Hace catorce años un vecino de la demarcación Miguel Hidalgo me pidió una cita para exponer un problema. Lo recibí en la oficina y aún ahora me sigue sorprendiendo su solicitud. El señor pedía ayuda para sacar de la cárcel a un compadre. Después de explicarle que esa no era mi facultad, pregunté sobre el caso y me dijo que estaba en prisión porque “había secuestrado, violado y matado a una chava”. No podía creer lo que estaba escuchando y la tranquilidad con la que él buscaba liberar a un secuestrador, violador y homicida. Le expliqué de muchas formas que estaba mal y al final, el único argumento que funcionó, fue cuando le pregunté cómo reaccionaría si un hombre atacara de esa misma forma a alguna de sus hijas. No supo qué decir, bajó la mirada y se retiró.

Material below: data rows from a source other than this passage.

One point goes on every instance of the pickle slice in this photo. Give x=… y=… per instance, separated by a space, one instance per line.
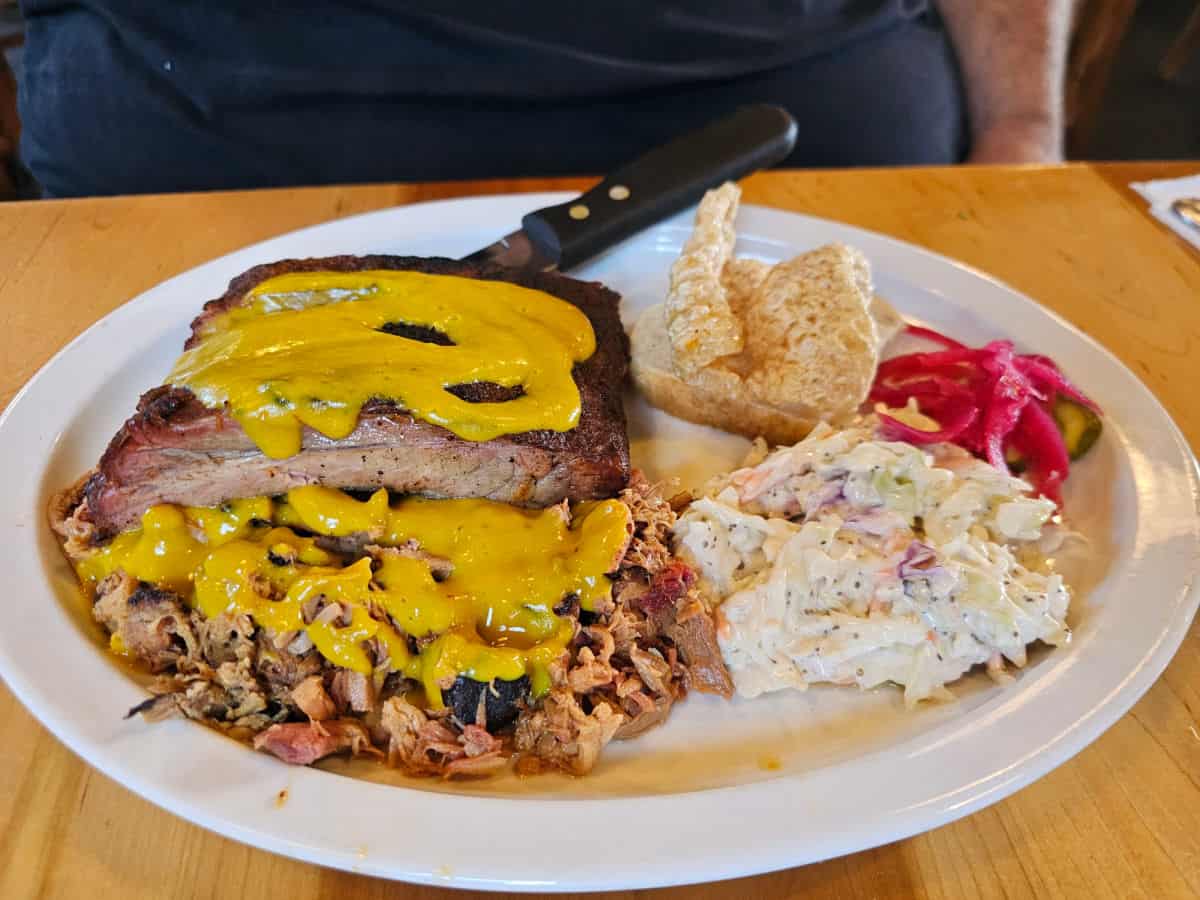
x=1079 y=425
x=1080 y=430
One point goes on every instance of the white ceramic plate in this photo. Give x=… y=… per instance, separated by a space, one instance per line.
x=726 y=789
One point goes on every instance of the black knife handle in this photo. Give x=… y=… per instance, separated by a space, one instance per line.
x=663 y=181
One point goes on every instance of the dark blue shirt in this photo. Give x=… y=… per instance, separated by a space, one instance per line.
x=127 y=95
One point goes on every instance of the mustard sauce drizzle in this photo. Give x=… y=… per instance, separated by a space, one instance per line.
x=307 y=349
x=492 y=615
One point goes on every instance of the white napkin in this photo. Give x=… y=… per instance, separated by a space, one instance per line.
x=1161 y=195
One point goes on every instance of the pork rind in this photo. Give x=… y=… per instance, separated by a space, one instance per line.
x=810 y=337
x=700 y=323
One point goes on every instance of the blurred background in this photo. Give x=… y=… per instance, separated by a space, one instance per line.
x=1133 y=85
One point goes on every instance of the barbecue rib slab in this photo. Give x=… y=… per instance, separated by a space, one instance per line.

Los derechos de las mujeres han sufrido un lentísimo reconocimiento en todo el planeta y aún existen graves injusticias en contra de nuestra libertad: leyes que prohíben a mujeres viajar solas, países donde son obligadas a ir a trabajar maquilladas, en tacones y sin poder utilizar lentes aunque los necesiten, en varias naciones la poligamia es aceptada y en otros hay mujeres en prisión únicamente por expresarse demandando igualdad.

En México realizamos reformas para alcanzar la paridad de género en el Congreso y para combatir la violencia de género. Pero los decretos no bastan, no es suficiente hacer leyes que no se cumplen y no logran el objetivo de traducir un cambio institucional en un cambio cultural.

La violencia contra las mujeres no es un fenómeno nuevo en nuestro país, es una tragedia constante, estructural y sistémica. ¿Qué nos ha llevado a estos niveles de crueldad contra niñas y mujeres? Sí, es evidente que la impunidad y la corrupción generan el entorno para la inseguridad, conocemos las consecuencias de los flujos de drogas y armas, y el empoderamiento de los cárteles en nuevos delitos. Pero la violencia contra las mujeres tiene un factor adicional: la mayor parte de los casos comienzan en casa o son perpetrados por hombres que conocieron previamente a sus víctimas.

Nos hemos convertido en el México de la indiferencia, en el país que lleva los números mes con mes pero que no tiene empatía alguna por las víctimas de carne y hueso. Somos el lugar donde se debate la pinta de monumentos pero no se estremecen por la sangre de niñas y mujeres, somos el lugar donde la muerte no conmueve mientras no se siente cerca.

Este México de la indiferencia es el que hace que las autoridades no asuman las acciones que son urgentes, la indiferencia en voz del religioso que acusa a las “imprudentes” mujeres y calla los crímenes cometidos por su propia iglesia, la indiferencia que considera que la denuncia de violencia en casa requiere de pruebas en lugar de brindar auxilio inmediato, la indiferencia del juez que piensa que atacar con un bate de beisbol no es una amenaza o la indiferencia de una madre que prefiere cerrar los ojos mientras su pareja abusa de la niña.

Es muy difícil explicar a un hombre la humillación al ser discriminada, el enojo al ser acosada, la frustración de ver hombres hipócritas que pretender hablar en nombre de las mujeres (sin mujeres o utilizando lenguaje misógino) o de saber que aunque realizas el mismo trabajo recibirás un menor salario.

Si bien la elemental empatía nos debiera aterrar y enfurecer al leer sobre la niña o a la mujer asesinada, parece que no todos los corazones lo entienden, en muchos corazones aún gana la indiferencia.

Espero que el silencio de las mexicanas durante el 9 de marzo pueda ser más fuerte que la trágica indiferencia.